William Friedkin shifts the moral center of The Caine Mutiny

In a recent update after Friedkin’s death, The Caine Mutiny Court-Martialnow begins with a fitting on-screen quote adapted from an interviewabout his previous film, Killer Joe, back in 2012. He said, of that movie’s title character: “He’s both good and evil and I believe they both exist in everyone I've ever met.” This becomes a contradictory guiding credo for his final work, which appears, at first, to be much more didactic conception of the story than any previous version.
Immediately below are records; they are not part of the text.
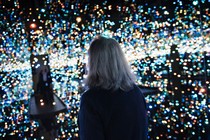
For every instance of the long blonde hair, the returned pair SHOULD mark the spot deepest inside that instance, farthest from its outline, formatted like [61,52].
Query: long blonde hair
[108,67]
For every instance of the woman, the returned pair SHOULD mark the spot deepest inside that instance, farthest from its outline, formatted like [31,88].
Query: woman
[113,108]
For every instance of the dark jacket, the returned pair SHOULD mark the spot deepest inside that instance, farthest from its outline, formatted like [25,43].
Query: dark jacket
[107,115]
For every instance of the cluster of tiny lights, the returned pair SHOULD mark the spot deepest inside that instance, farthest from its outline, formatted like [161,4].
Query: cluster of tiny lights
[146,32]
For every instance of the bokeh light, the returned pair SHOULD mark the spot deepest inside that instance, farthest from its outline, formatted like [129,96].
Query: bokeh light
[146,31]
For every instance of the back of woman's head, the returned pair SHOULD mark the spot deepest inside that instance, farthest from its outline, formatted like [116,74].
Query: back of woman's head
[107,65]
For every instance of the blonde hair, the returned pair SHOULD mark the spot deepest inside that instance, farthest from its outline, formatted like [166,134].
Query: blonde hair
[108,67]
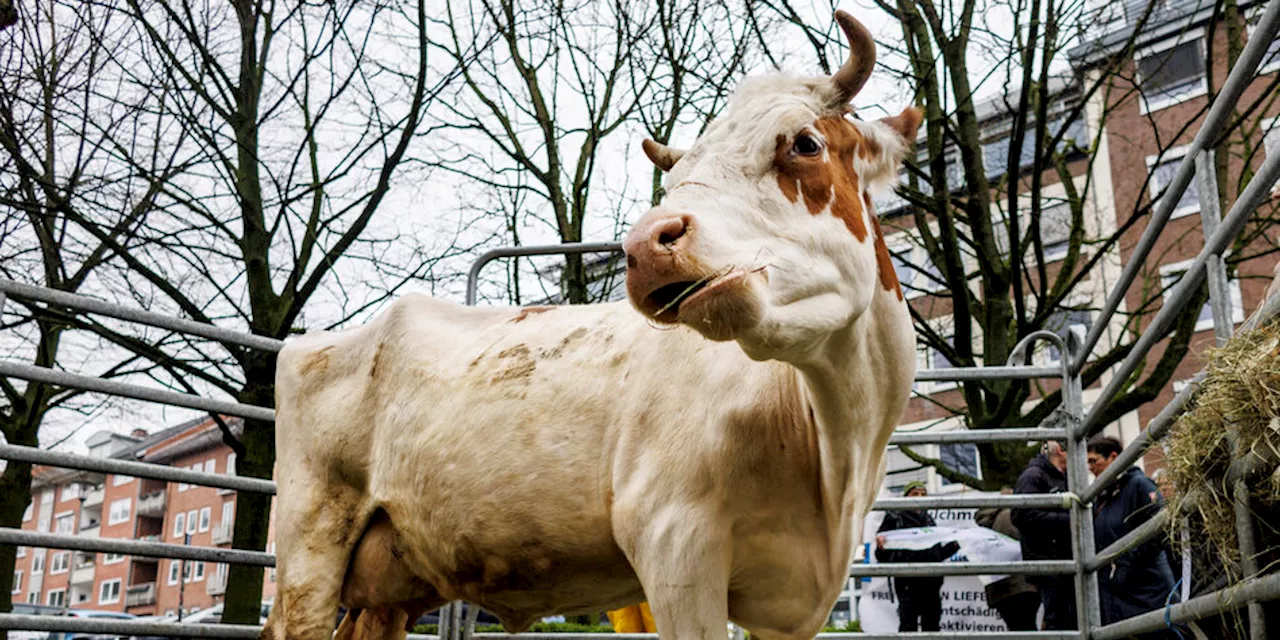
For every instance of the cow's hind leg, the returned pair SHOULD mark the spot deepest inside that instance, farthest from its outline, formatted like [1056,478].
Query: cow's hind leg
[316,528]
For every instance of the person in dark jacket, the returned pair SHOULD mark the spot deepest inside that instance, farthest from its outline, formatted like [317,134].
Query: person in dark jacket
[1139,580]
[919,599]
[1014,597]
[1046,534]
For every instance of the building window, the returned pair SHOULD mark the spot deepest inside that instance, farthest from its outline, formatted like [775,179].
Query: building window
[1169,277]
[1171,74]
[71,492]
[60,562]
[119,511]
[1162,170]
[961,457]
[109,592]
[64,524]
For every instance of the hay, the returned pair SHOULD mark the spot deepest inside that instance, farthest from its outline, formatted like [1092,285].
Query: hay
[1242,392]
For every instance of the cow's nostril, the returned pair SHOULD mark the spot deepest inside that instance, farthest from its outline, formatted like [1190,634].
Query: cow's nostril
[671,231]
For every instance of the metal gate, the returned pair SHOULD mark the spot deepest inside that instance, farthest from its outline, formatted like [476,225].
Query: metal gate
[1070,424]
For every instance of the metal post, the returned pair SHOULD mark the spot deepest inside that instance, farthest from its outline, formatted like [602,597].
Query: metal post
[1087,607]
[1220,302]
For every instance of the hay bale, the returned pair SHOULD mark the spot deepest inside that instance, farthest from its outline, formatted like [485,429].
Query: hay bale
[1240,392]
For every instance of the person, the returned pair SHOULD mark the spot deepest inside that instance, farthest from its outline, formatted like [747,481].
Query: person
[1142,579]
[1046,534]
[919,599]
[1014,597]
Its morality appears to live in its performances. In the center stands Riddick as a stern observer whose outlook shifts the more he listens — a diligent audience avatar. On one side of him sits Clarke, with his Atticus Finch-like dedication to duty, and Lacy with his square-jawed, “all-American” virtuousness placed under fire. On the other side sits Raymund with her imposing, antagonistic intensity. And then, most vitally, there's Sutherland with his sheepish entitlement and snake-like self-justifications, defined not by the broken battle-fatigue of Bogart’s version, but by irritated, Trump-like streams of consciousness, delivered with the distinct absurdist cadence of Norm McDonald narrating frustrating anecdotes to Conan O’Brien.

It’s a film of immediate “good guys” and “bad guys,” and it even omits some of Wouk’s more complex elements, like late revelations about Queeg that make him more sympathetic, and Greenwald’s Jewish identity (and thus, Wouk’s own). The latter held vital importance so soon after World War II, and played a large part in the play’s closing speech and the way it re-framed the story. However, by swapping a war widely seen as just from the American perspective for the events following 9/11 —  the ensuing Middle Eastern invasions, and the general cultural climate — Friedkin’s updated timeline is befitting of the thematic emptiness with which he presents (and pokes a hole in) the play’s climactic spiel.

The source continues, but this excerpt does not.